When entrepreneur Ruth Handler first spotted Lilli on a 1955 European vacation, she keenly saw potential in an American toy market dominated by baby dolls that constrained girls’ imaginations to futures as mothers. Mattel released “Barbie,” who closely resembled Lilli, in 1959, marking a first step in a trajectory that undeniably expanded the range of futures imaginable to the millions of girls who would play with the iconic doll.
Baby dolls might have trained girls as mothers, but before Barbie, toys rarely encouraged them to imagine themselves as women. As unrealistically perky as Barbie’s breasts were (are), their very presence ushered in a new era in doll, and women’s, history.
Significantly, Barbie’s fictional achievements often predated historical turning points we rightly link with women’s liberation: “Sex and the Single Girl” came out five years after Barbie was born, championing the life of a fashionable, sexually active career woman at a time when apartment buildings for young working women still had chaperones. Women were unable to get credit cards and bank loans without men to vouch for them until the 1970s. Meanwhile, Barbie owned her Dreamhouse — which had no kitchen — as of 1962, she had a college degree and careers as a nurse and an executive, and she was neither married nor a mother. Today, Barbies of every race exist, as well as renditions that honor pioneers such as Madam C.J. Walker, Billie Jean King and Jane Goodall. Any Barbie critique that ignores this pathbreaking past for one-dimensional caricature is incomplete and unfair.
This tension in what Barbie really represents is what I think makes Gerwig’s movie more than an extremely expensive infomercial, and it is what she is wisely emphasizing in interviews: “I am both doing the thing and subverting the thing.” That’s the kind of nuance we can expect from Gerwig, and it is the interesting ambiguity energizing the legions writing Barbie think pieces (including me) who do not usually spill much ink on branded movies from toy aisle bestsellers.
For all the hand-wringing about whether Barbie is feminist or not, it is striking how little overt resistance there has been to this famous doll’s being shoved in our faces more aggressively than ever. After all, Gloria Steinem described 1970s feminists as defining themselves in contrast to Barbie: “She was everything we didn’t want to be but were told to be,” she said. Just 10 years ago, Berlin feminists burned the dolls and protested a promotional Dreamhouse as “sexist propaganda.” Today’s Dreamhouse is a massive Malibu installation that dwarfs the one protesters stormed a decade ago, but it has inspired no such backlash.

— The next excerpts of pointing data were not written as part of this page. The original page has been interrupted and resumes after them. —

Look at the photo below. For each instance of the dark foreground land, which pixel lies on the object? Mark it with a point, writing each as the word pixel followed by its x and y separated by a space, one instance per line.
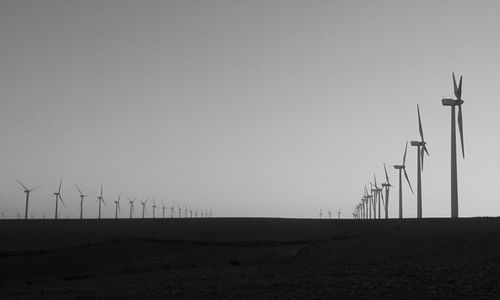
pixel 250 259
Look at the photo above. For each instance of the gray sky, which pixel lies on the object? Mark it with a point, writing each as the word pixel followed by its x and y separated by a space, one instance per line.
pixel 252 108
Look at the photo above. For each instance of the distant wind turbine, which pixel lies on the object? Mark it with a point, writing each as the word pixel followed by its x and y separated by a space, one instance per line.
pixel 402 167
pixel 143 203
pixel 27 191
pixel 100 199
pixel 117 206
pixel 421 149
pixel 82 196
pixel 154 207
pixel 131 202
pixel 387 185
pixel 58 197
pixel 172 210
pixel 455 102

As much as we might need a feel-good summer movie, we should not ignore that bilious misogyny is unfortunately the backdrop against which the Barbie World of eternally young, hot plastic dolls exists.

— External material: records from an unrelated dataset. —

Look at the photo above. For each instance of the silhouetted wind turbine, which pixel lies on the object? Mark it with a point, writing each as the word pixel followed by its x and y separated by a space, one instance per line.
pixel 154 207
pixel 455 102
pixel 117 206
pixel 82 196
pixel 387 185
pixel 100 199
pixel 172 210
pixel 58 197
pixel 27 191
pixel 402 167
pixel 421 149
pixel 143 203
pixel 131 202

If anything, the critique is of a newly unapologetic commercialism contaminating the film world. Indeed, “Barbie’s” marketing rollout is so ubiquitous that it feels like a rare monoculture event: In addition to the sneakers and seltzers and pool toys and Xbox accessories, even Googling the lead actors yields an explosion of animated pink sparkles. While such considerable investment by Mattel raises questions about Gerwig’s creative freedom, as the writers’ strike grinds on and exposes Hollywood’s sexism, among other injustices, the most undeniably feminist thing about this film might be that a principled woman — for being which Gerwig absolutely has the bona fides — inked a huge deal for a summer blockbuster about girls’ consumer culture. You go, girl!